An almost exclusive interest in a singular "contemporary art" and developments in a globalised market since the 1980s have all conspired to substantially conceal or simplify the representation of the complex modern movements emerging outside Europe and North America, while the art produced in these varied geo-cultural spaces before this period has long been ignored. And yet the colonial, anti- and post-colonial histories constructed since the late 19th and early 20th centuries (depending on the regions concerned), and the cognitive and formal paradigms they have defined, are just as essential to how artists learn and question, as well as to the conception and material aspect of works. We thus need to explore the modern projects that have been developed in the various regions of a now globalised and multipolar world together with the artists who are their heirs and critics.

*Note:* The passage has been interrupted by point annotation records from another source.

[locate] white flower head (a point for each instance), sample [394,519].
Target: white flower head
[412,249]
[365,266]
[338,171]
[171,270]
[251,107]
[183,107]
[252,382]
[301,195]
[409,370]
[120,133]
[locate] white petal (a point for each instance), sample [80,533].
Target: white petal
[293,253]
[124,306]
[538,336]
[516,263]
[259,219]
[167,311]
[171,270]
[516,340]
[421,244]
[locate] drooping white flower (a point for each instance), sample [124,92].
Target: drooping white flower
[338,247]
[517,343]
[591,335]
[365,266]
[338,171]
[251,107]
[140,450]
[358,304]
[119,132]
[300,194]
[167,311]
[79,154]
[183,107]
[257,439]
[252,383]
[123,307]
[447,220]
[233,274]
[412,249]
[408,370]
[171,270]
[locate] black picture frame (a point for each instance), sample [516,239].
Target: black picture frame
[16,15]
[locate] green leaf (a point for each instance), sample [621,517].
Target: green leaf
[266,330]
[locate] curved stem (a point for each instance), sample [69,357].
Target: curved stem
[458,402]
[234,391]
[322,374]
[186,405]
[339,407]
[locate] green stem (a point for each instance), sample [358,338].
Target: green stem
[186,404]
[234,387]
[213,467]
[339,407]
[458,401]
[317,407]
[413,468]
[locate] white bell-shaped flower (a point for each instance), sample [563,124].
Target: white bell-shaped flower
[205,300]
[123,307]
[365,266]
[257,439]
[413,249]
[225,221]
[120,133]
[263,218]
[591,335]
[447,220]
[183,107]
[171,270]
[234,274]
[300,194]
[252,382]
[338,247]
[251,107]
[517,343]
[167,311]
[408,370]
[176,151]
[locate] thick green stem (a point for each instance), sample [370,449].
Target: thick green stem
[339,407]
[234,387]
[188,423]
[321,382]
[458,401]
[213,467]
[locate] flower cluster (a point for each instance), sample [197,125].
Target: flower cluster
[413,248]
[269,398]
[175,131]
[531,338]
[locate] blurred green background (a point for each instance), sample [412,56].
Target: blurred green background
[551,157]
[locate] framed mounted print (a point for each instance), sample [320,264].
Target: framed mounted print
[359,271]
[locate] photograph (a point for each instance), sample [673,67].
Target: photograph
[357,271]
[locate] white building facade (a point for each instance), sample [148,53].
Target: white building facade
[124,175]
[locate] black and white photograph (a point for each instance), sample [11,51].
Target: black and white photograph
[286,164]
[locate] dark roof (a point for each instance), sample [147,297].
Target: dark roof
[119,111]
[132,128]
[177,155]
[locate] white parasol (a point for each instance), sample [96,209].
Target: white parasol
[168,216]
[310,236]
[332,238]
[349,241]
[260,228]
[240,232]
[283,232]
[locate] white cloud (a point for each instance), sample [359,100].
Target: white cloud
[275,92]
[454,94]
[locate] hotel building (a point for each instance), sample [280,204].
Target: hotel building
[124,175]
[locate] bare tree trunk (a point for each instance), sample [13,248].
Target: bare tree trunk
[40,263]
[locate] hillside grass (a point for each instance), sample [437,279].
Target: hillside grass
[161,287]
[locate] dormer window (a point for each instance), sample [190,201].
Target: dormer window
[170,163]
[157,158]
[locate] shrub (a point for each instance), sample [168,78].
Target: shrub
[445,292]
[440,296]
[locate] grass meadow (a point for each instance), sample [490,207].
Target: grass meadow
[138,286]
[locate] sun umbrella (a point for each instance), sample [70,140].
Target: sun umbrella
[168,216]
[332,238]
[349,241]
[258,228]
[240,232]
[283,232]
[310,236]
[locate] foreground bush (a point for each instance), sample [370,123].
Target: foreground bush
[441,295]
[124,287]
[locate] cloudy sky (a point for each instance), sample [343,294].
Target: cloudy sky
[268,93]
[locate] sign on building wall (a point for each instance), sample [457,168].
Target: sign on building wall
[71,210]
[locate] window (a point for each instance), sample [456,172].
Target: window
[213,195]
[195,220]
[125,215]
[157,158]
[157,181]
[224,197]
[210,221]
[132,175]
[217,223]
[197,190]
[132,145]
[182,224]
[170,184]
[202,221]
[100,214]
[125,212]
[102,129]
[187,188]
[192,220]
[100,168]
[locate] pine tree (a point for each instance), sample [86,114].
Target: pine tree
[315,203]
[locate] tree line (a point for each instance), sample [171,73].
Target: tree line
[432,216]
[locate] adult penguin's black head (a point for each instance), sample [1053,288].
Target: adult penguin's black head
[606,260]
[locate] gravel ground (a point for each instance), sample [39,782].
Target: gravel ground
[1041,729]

The lack of interest in and limited knowledge of the modern art produced by these cultures have often "filtered" the circulation and reception of works in the market(s) and private or public collections. This has resulted in ever-more numerous interpretations and derivative assessments of how borrowings and "influences" operate. Opinion focuses on easily assignable choices of forms and iconographies, to the detriment of the more complex proposals that form the very divergent components of particular social, cultural and problematic histories.
The experimental format of the project created in Galerie 0, and the discursive programmes presented there during this exhibition, invite us to revisit various aspects (visual arts, photography, film and architecture) that have contributed to the development and expression of a polyphonic, often conflictual modernity, in the company of some remarkable intellectual and artistic figures.